On Wednesday, during the Teknas Aquaculture Conference in Bergen, Norway, Fisheries Minister Harald Tom Nesvik spoke on the “traffic light” system that will divide the country’s west coast into 13 zones.
There is a great deal of tension in the industry in regards to what the different production areas will land on. Each zone will be given a green, amber, or red light, based on the sea lice pressure in the given area. The new regulations have been developed in an effort to reduce the impact of lice on wild salmon.
A green light means farmers might be offered production growth, a red light means reduction, while amber means it has to stay where it is.
The conclusion is imminent.
“Later in the autumn, the colouring of traffic lights will be adopted. This is something I am working on now,” said Nesvik.
“I’m not going to say anything about it now. This is because it is stock-sensitive information,” he said.
Still, he chooses to say a good deal more about the traffic light system.
“I’m not going to say here what colour will be here. The decision will be made in December. But what I can say is ‘this time I want to put on the red light'”, he said with a raised voice.
“It has not been done before, but it will happen now. This means that there may be a capacity adjustment for those who are not environmentally responsible”.
“The reason I want to use the red light is that it would be pointless to have a growth regime if one cannot make adjustments for those who do not act environmentally responsible. This environmental impacts researchers now calculate – how high salmon lice mortality is on wild salmon. Later this fall I want to make a decision on this in the ministry”.
He does not hide the fact that the growth regime, and licensing decisions, will require a lot of time.

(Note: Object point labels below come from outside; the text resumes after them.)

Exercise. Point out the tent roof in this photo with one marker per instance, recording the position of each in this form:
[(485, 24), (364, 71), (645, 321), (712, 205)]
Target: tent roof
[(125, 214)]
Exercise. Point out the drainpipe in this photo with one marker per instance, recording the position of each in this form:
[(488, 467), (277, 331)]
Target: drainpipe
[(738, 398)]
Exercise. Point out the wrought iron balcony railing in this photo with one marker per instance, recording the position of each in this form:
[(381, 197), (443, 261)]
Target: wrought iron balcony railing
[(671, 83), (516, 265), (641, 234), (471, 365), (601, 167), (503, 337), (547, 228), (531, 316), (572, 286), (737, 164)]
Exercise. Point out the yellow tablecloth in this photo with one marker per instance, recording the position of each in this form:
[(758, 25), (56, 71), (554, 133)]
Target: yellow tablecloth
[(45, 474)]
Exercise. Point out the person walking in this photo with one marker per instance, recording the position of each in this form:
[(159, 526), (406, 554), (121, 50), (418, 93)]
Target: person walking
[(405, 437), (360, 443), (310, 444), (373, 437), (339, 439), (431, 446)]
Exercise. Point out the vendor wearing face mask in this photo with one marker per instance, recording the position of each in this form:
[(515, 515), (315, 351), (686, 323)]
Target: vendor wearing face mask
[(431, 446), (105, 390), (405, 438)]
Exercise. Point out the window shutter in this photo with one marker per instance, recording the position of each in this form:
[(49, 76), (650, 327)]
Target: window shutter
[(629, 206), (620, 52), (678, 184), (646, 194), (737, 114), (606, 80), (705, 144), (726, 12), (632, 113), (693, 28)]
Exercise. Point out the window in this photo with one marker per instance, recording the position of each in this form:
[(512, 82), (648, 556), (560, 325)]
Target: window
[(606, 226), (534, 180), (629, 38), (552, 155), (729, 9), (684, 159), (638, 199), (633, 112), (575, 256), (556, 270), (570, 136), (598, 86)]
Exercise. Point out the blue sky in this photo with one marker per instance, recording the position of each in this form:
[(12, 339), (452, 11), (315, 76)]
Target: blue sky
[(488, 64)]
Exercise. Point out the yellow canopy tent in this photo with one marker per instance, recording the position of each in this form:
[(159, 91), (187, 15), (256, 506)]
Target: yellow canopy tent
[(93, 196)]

“It is important that a thorough assessment is made. If not, I will spend the next few years in courtrooms around the country. There are two things that are important to me: sustainableilty and fish health”.
“In some areas, production will have to be reduced,” he said.
Nesvik particularly emphasizes one geographical area, the Hardanger Fjord, south of Bergen.
“We know that the Hardanger Fjord is a challenge. It has been for years. But we will see what the scientists find out”.